Retailers have contributed to souring investor sentiment:

Besides Fed taper talk (which is getting old), the conservative comments from retailers have played a role in souring investor enthusiasm.  The American Association of Individual Investor survey of bullish sentiment fell to 29 in the week ending August 22nd down from a July 11th peak of 48.9.  The indicator is the lowest since April and just below levels seen during the June sell off. From a contrary standpoint, the reduction in bullish sentiment is a favorable factor for future price gains.

Retail stocks have declined:

Since August 5th, the SPDR Retail ETF (XRT) has declined about 5.5% from the high.  The correction put a dark cloud over the equity market, as the retail sector has been a market leader in 2013.  It tends to be a coincidental to leading indicator of the overall market.

Some retailers suggest back to school is ok:

Despite caution with the forecast, Kohl’s (KSS) seemed pleased with early August sales, and Macy’s indicated it was encouraged by early August traffic.  The comments from Kohl’s and Macy’s create some conflict over the weak guidance in the sector and argue for a look at the trend in sales.

The graphic below benchmarks weekly chain store sales since 2008 from the 29th week of the year (about mid-July) through the 37th week of the year (just after Labor Day).   The graphic is an attempt to game this year’s back to school activity relative to recent years. The two thick lines represent the maximum and minimum values, while the thin dashed line is the five year average (2008 to 2012).  The line with the squares representing the data points is 2013.

So far, activity is running at to near the average of recent years.  There is nothing unusual in the recent sales trend.  The results seem to question the caution, but also confirm the comments from Kohl’s and Macy’s suggesting that early August activity is trending at an acceptable rate.   The recent drop in gasoline prices and low level of unemployment claims may be providing balance to sluggish wage growth, reduced refinance activity, and still high unemployment.

Negative sentiment toward the economy may be rising:

One of the drivers of caution among retail management may be unease about the health of the labor market.  Gallup has gotten into the business of running a poll on unemployment.  The survey has recently shown a material increase in unemployment.   The survey may be confirming news stories highlighting layoffs at Wells Fargo’s (WFC - Analyst Report) mortgage unit and news of United Parcel Service (UPS - Analyst Report) eliminating healthcare benefits for spouses.  The Gallup survey is based on a 30 day rolling average of responses.  The survey results diverge with the recent drop in unemployment claims, but may get more attention if weakness shows up in more traditional economic indicators.

Where to shop:

With EPS estimates under pressure in the retail sector, it is probably best to look for names which have provided stable to firm guidance and are able to service a niche.  Here are three suggestions:

Children’s Place (PLCE - Snapshot Report).  This is a Zacks Rank #2 (Buy) which reported robust profits and raised Q3 EPS guidance to $1.83 to $1.89 against a Zacks Consensus EPS Estimate of $1.79. This is a specialty retailers operating in children’s apparel.  The stock was reasonably priced at 15.1 times forward earnings before it bumped up earnings guidance.

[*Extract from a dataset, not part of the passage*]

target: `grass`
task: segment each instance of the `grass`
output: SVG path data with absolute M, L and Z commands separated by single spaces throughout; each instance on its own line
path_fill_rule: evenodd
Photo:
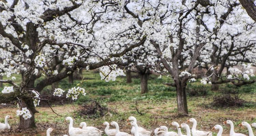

Michael Kors (KORS - Analyst Report), Zacks Rank #1 (Strong Buy), raised its FY 2014 EPS guidance when it released earnings in early August.  The FY 2014 Zacks Consensus EPS Estimate has jumped $0.19 to $2.76 in the past 30 days.  It operates in the high end or luxury retail market.  Its customers are likely to be least impacted by a sudden rise in the unemployment rate.  One attractive feature of KORS rests in its PEG ratio which is 0.92 against a 10 year median of 1.05.  The company is priced just below its growth rate and has a combined value and rising earnings growth story.

Best Buy (BBY - Analyst Report), Zacks Rank #2 (Buy), reported a 166% earnings surprise when its reported earnings for the quarter end July earlier this month.  The electronics space is competitive, but the company seems to be on a turnaround path. Consensus FY 2015 EPS estimates have increased $0.06 to $2.46 over the past 30 days highlighting the improved outlook.  It may provide a way to play electronics demand into the holiday period.  The stock seems to have an attractive valuation at 14.4 times 12 month forward earnings per share estimates.  The 10 year median is 16.5.

Concluding thoughts:

The outlook for retail will become clearer when back to school sales are finally tallied and August retail sales are released September 13th.  Weekly chain store sales suggest it is business as usual in the sector, but Gallup is warning of material weakness in the labor market not inconsistent with retail managers trying to lower the bar for exceeding profit estimates.  For those investors looking to put cash to work in the retail sector, children’s Place, Michael Kors, and Best Buy may provide a place to shop.